The Ukrainian campaign must be highly effective for the Kremlin to even consider such a move.
Russia’s federal budget is deeply dependent on revenue from oil and gas exports.
Reuters reported in January that the oil and gas revenue for Russia in 2025 fell to 24% – the lowest since 2020.
But imagine a company taking away a quarter of its revenue. It would be devastating to the economy of the business.
Well, Russian authorities are now considering doing something similar – and it’s because of Ukraine’s military brilliance.
Hard choices ahead
The Russian news agency Interfax reported on May 26 that the Kremlin is considering imposing a temporary ban on exporting diesel and jet fuel.
According to the agency, Deputy Prime Minister Alexander Novak held an urgent meeting on May 26 to debate the issue, where officials reportedly discussed a freeze lasting one to two months.

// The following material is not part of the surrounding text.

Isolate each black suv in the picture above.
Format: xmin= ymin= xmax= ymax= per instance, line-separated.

Any official timeline still needs final approval from the Ministry of Economic Development. In the meantime, the Kremlin has already advised local oil companies to start curbing their foreign shipments.
Observers split on whether both fuels will actually face the restriction. One industry source told Interfax that the state might only block jet fuel exports. They noted that domestic diesel supplies remain healthy for now.
Refineries under fire
Since March 2026, Ukrainian forces have hammered Russian refineries with coordinated long-range drone strikes.
The campaign has inflicted deep costs on Russia’s oil industry. It forced Moscow to put domestic needs over foreign profits, especially with a gasoline ban already running through July.
The structural damage is now showing up clearly in global trade data. Bloomberg reported that Russian oil processing fell sharply to an average of 4.69 million barrels a day in April.
According to data from the analytics firm OilX, that drop represents the lowest daily refining average the country has seen since December 2009. Production lines are stumbling.
A three-pronged issue
Novak publicly insisted that the government must protect local consumers first. He made it clear that keeping the domestic market stable remains the absolute top priority for his office.
Behind closed doors, officials are facing a brutal three-way dilemma. They have to supply the domestic public, fuel their ongoing military campaigns, and preserve vital export revenues all at once.
The Institute for the Study of War assesses that the Ukrainian strategy of targeting Russian oil and gas infrastructure has proven effective at targeting Putin’s war chest, as the officials wouldn’t even consider imposing export restrictions if the Ukrainian campaign did not hurt the Russian economy.